It rained on Saturday, the first time since I was here that I had to use an umbrella. So I decided to visit the Somerset County Museum in Taunton. Given my experience in driving into Exeter, I decided to try the Park and Ride. Turned out great. There is a nice free parking lot on the road into town, the bus was there waiting, took me right downtown. The driver directed me to the museum, which was only two blocks away, and had NO parking.
It is a great museum. There are three floors of the history of the area, with large print booklets with all the labels. The ground floor was all fossils and prehistoric artifacts, which I found fascinating. The exhibits began with rocks which came from a time when England was on the equator as part of the vast continent of Pangea 270 million years ago. (Had to come home and google the earth history. Puts a different perspective on climate change.) In the course of the exhibit they explained the formation of coal here and the history of mining.
At the very back of the hall is a beautiful intact Roman mosaic from a local villa. The showpiece, of course. On the next floor were hoards of Roman coins and artifacts. This was where I had been starting the history of the area. Well, further back with Stonehenge, of coure. The final floor was from the Saxons to the present, with pieces from castles and churches, which echoed what I have seen.
On the way back to the bus, I had a gourmet hamburger at the brasserie under the castle gate. (The museum is in the castle.) This is one of the Michelin restaurants in Taunton. The food scene in England has definitely changed. Then I had to ask around a bit to find where to catch the return bus. I always forget that part.
Today I went to Dorset, mostly on the trail of Thomas Hardy locations. But first I cut across country on narrow roads through little villages, heading for Milton Abbey, which is now a private school, but they had a holiday week, so it was open for visitors. They had advertised a tea shop online. It is more the student hang out. I was the only customer and had a latte and a BLT. Then I toured the lovely Gothic church and met a family who had been married there about 15 years ago when he was a teacher there.
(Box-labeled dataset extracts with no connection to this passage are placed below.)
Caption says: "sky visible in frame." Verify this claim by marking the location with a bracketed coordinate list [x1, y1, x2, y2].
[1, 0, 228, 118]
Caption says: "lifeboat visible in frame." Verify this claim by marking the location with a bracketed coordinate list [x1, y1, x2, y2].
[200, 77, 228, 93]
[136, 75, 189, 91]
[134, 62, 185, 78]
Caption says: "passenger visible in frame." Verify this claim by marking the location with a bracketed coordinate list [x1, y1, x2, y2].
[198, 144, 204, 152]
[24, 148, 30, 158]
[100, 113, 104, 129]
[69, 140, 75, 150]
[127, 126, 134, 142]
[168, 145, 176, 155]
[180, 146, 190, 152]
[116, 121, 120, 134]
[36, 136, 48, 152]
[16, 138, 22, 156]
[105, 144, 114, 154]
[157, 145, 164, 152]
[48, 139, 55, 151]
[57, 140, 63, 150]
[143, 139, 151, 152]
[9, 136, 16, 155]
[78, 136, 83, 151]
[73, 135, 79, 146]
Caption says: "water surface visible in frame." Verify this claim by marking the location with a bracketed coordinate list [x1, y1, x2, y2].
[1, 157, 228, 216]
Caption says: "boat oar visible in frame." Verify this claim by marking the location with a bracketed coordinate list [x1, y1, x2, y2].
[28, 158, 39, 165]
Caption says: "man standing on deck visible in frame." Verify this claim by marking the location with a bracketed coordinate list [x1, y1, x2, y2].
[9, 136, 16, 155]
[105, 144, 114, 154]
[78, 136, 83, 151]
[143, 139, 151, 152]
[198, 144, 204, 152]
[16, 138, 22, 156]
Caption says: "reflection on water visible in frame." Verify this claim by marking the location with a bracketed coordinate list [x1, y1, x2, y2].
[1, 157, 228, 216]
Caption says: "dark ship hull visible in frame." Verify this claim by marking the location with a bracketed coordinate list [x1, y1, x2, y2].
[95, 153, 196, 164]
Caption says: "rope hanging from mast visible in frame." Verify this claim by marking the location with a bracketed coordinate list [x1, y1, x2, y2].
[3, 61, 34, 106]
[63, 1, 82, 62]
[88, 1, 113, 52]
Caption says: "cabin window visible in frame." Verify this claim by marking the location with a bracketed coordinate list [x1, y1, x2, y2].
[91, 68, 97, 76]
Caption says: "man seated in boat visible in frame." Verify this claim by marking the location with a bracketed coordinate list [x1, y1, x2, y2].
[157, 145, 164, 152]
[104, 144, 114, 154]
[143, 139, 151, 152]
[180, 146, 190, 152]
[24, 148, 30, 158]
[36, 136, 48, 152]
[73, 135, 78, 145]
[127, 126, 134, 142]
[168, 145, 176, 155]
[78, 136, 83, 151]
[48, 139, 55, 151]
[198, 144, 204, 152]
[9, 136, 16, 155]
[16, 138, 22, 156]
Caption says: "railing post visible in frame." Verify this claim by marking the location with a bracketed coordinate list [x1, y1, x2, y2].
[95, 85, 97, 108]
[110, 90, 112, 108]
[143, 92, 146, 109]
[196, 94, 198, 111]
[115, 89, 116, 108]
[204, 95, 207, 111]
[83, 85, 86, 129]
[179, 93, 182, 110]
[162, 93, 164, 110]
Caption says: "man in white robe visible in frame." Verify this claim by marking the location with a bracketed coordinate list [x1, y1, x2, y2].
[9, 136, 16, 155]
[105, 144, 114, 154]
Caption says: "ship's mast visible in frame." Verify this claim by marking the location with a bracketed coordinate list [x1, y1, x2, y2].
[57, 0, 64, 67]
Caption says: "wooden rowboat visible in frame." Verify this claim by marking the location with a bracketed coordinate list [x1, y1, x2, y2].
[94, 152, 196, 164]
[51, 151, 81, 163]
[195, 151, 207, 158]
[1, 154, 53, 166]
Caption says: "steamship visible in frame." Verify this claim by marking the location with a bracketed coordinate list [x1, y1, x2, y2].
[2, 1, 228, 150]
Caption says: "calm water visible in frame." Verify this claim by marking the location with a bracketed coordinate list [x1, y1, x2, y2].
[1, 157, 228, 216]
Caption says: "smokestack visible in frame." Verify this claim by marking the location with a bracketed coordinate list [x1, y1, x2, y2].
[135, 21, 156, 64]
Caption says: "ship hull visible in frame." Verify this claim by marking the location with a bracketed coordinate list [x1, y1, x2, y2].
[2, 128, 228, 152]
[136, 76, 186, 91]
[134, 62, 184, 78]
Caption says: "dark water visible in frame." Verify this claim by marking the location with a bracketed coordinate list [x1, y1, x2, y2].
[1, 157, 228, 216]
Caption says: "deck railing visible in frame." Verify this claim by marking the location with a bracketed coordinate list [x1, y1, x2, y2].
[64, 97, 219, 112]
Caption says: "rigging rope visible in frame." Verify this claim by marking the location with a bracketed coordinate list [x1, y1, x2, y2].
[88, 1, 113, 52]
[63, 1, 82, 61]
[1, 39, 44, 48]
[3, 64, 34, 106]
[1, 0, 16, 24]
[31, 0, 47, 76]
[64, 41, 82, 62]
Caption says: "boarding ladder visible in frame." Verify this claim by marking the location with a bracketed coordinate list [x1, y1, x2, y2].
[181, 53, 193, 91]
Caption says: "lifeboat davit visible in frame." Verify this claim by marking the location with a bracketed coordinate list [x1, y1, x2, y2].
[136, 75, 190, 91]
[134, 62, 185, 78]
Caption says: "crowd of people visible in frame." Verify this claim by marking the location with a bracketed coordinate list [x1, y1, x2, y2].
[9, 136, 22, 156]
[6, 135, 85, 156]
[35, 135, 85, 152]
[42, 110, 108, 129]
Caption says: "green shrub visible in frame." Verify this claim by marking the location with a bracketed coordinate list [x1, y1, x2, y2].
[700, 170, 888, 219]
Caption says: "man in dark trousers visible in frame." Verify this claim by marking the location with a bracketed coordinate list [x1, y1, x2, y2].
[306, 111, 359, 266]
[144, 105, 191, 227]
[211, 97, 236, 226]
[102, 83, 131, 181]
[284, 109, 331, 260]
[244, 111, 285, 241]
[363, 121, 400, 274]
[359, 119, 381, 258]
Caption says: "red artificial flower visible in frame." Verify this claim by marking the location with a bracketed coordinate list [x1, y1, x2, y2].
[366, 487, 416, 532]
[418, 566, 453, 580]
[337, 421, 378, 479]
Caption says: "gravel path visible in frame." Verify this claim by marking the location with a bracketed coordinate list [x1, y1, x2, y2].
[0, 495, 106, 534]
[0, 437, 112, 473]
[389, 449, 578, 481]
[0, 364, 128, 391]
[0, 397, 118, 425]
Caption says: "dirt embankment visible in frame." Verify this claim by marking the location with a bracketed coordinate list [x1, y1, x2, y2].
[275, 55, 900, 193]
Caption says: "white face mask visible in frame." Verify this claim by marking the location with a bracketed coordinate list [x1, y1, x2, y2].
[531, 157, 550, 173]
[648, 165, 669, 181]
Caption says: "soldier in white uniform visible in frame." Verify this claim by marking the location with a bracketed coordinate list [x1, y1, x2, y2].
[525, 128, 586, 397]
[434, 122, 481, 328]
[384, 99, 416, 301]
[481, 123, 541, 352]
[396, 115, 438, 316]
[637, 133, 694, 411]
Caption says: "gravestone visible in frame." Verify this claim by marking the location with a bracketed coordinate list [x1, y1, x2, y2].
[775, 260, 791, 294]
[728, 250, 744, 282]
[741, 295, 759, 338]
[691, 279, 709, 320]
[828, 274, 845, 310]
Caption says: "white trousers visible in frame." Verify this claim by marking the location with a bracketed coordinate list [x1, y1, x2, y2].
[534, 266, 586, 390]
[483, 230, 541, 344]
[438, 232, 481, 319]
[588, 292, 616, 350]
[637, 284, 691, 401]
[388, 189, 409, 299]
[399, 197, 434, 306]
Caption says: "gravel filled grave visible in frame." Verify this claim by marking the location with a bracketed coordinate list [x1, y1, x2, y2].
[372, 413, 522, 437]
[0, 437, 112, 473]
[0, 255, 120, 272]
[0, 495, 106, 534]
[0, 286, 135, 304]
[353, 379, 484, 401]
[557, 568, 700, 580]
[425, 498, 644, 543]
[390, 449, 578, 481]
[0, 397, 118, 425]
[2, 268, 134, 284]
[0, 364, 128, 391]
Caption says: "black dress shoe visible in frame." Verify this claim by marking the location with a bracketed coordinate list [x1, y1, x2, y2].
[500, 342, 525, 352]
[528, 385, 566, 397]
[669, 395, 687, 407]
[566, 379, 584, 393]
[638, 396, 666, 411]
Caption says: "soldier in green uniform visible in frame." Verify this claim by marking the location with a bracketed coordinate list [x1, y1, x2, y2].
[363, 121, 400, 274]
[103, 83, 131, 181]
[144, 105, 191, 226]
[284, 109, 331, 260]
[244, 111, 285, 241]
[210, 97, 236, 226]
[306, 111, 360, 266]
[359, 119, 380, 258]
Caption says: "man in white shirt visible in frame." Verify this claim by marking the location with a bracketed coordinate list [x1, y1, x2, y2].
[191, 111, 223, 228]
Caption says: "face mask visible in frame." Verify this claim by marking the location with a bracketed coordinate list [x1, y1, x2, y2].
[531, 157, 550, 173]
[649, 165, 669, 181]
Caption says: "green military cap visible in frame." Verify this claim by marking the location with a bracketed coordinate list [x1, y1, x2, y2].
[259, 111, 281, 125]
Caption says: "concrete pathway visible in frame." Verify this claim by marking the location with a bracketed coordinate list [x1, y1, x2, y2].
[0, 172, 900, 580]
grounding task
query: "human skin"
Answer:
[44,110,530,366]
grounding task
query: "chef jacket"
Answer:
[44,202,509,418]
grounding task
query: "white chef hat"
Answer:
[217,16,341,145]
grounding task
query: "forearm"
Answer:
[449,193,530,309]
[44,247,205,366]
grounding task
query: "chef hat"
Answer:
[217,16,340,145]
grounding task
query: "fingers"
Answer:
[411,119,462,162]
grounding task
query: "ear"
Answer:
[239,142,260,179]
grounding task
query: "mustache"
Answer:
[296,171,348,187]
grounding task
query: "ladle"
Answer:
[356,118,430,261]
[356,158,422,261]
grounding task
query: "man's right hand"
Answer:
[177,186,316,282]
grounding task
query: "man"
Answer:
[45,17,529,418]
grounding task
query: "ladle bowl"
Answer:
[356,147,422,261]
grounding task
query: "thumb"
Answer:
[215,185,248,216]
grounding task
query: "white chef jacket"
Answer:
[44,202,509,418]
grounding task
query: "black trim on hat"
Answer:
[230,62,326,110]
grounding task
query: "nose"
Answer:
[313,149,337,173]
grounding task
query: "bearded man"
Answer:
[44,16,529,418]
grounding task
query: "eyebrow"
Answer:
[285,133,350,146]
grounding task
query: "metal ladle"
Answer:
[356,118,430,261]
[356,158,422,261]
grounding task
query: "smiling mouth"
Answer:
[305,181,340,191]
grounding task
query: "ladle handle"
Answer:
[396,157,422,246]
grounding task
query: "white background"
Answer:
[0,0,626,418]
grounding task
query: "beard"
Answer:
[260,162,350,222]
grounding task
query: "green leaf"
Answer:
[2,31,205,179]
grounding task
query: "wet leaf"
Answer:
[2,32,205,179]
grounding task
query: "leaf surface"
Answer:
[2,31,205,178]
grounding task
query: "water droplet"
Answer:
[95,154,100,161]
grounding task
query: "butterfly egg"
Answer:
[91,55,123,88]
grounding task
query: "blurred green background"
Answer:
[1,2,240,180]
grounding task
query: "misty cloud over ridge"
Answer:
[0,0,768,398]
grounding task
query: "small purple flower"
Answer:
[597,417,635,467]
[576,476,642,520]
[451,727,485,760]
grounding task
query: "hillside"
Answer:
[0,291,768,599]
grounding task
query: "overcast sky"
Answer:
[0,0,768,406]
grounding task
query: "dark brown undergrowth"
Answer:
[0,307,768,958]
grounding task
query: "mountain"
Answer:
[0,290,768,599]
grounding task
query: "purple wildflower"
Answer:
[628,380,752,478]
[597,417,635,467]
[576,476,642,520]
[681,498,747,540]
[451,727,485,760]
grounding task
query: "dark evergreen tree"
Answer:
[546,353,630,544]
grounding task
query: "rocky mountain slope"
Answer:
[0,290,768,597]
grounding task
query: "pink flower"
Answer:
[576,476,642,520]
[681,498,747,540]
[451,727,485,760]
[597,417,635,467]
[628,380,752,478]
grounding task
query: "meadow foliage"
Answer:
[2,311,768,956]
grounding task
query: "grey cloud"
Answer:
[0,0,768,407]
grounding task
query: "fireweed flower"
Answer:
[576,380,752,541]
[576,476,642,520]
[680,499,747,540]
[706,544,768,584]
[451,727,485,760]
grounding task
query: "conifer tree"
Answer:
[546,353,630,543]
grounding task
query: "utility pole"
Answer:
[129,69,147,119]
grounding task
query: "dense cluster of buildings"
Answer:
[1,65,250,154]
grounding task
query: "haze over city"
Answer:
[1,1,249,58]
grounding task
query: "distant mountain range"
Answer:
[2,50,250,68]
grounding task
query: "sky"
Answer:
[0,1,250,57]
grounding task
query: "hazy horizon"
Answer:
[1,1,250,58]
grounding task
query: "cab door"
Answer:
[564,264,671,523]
Then I went to Hardy’s home, which he built, near Dorchester. I hadn’t known that he was an architect. It is now a National Trust property and they have kept it very homey, with tea and biscuits in the kitchen and chairs in the garden. Hardy lived there from about 1890 to 1925. He was very far-sighted and put in a water reclamation scheme. While digging in the garden, they discovered that the house was located in the center of a stone circle which predates Stonehenge. (Well, archeologists dated this after Hardy’s death) I like to think he knew this on some level when he chose the site.
Back for more rugby, Australia v. Argentina, which was the exact opposite of the previous semi, all wild plays and passion, with Australia winning. Now I am sorry I won’t be here for the classic final.
Tomorrow I go to Cornwall for two days to investigate my Celtic roots at the tip of the island.